Early Episcopalians modeled the governing body of church after the newly minted American government. We have a senate (House of Bishops), and a house of representatives (House of Deputies). We also have a president called the Presiding Bishop. These groups, along with the Executive Council, work to guide the Episcopal Church through our church’s constitution and the canons (laws).
This is where the Executive Council comes in. They meet four times a year (quarterly), and their job is to make sure that what got decided at GC is actually being carried out. The council is made up of four bishops, four priests or deacons, and twelve lay people elected by GC and eighteen members elected by the Episcopal Provinces.

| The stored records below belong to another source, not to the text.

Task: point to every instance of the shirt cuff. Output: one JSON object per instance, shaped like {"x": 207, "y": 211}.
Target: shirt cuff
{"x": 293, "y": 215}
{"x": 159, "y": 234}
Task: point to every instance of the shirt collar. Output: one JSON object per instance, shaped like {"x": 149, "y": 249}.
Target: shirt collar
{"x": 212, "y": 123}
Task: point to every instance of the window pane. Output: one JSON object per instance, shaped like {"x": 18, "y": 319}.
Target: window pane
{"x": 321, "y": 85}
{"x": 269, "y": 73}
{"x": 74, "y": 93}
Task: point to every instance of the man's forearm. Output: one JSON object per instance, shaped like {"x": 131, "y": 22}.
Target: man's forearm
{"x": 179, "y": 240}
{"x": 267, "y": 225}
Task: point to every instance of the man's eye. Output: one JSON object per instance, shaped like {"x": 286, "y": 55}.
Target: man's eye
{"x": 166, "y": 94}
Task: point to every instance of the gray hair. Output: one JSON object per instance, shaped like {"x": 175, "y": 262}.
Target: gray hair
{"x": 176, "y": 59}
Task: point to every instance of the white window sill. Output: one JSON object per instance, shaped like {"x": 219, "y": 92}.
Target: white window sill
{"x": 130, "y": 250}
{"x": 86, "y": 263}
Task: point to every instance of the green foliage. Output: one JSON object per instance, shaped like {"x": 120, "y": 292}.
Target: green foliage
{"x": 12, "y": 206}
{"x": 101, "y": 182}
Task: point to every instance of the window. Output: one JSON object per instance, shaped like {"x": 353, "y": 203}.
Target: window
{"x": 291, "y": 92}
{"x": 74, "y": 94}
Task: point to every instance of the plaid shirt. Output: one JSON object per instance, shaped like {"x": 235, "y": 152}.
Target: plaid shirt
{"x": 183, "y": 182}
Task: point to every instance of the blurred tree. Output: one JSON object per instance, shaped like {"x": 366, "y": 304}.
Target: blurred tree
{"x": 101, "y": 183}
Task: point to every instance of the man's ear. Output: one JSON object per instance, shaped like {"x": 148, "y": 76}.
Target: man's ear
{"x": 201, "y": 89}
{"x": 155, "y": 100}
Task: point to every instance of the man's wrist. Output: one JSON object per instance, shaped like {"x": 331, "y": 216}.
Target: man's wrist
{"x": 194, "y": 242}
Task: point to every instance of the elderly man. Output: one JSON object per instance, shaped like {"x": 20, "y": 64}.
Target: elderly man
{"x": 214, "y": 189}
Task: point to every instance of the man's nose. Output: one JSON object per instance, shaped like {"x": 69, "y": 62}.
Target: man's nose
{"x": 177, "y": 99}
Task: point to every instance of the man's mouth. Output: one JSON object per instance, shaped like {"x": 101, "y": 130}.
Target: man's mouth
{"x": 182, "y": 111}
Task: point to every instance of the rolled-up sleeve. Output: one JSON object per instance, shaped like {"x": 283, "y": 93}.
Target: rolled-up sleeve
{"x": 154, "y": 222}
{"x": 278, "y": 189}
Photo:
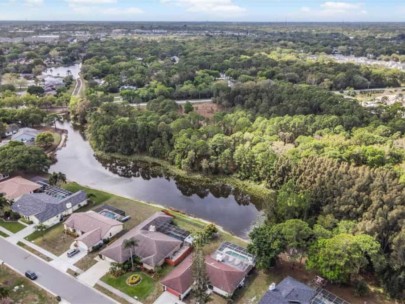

Why so many laity, you may wonder? That’s because lay people come first in the order of ministry in the Episcopal Church, and it’s the job of the laity to go out into the world and do the work of God. Bishops, priest, and deacons have their roles within the Church, but they aren’t the ones who are out working in offices and restaurants and schools and every other non-church place to spread God’s love.
The Episcopal Church is broken up into Provinces (regions) and Diocese. A Diocese is governed by a Bishop, much like a governor of a state. The laity and clergy ultimately report to the Bishop of their diocese. Each church/parish in a diocese should have a priest in charge called a rector, and a governing body made up of lay people called a vestry. The rector and vestry of a parish work together to ensure that their parish is growing and the ministries of its congregation are flourishing. They also work to ensure that the constitution and canons of the Episcopal Church are being upheld, as well as any Diocesan canons or bylaws.
Think of the GC like congress that passes federal laws, and the Diocese like states that have their own laws that only affect their Diocese. The diocese meets every year to discuss the canons and bylaws for that diocese. The diocesan convention is made up of the clergy from each parish, and elected lay delegates. The number of delegate per parish is determined by the average weekly attendance number that gets calculated and reported to the National Episcopal Church via the Parochial Report.
Now this is just an oversimplified explanation of the governance of the Episcopal Church, and I left out a lot of details. But, this should offer a basic understanding of how it works. To get a better understanding, or if you are interested in becoming involved at your parish I recommend talking to your vestry members. They are often listed on your church’s website, or you can call the office and you should be able to get a list of vestry members and how to contact them.
If you don’t like a canon or by-law and want to change it, talk to your parish diocesan convention delegate or work to become elected. Don’t be afraid of getting involved and don’t just expect the church to change without you being involved. Be the change you want to see in the church.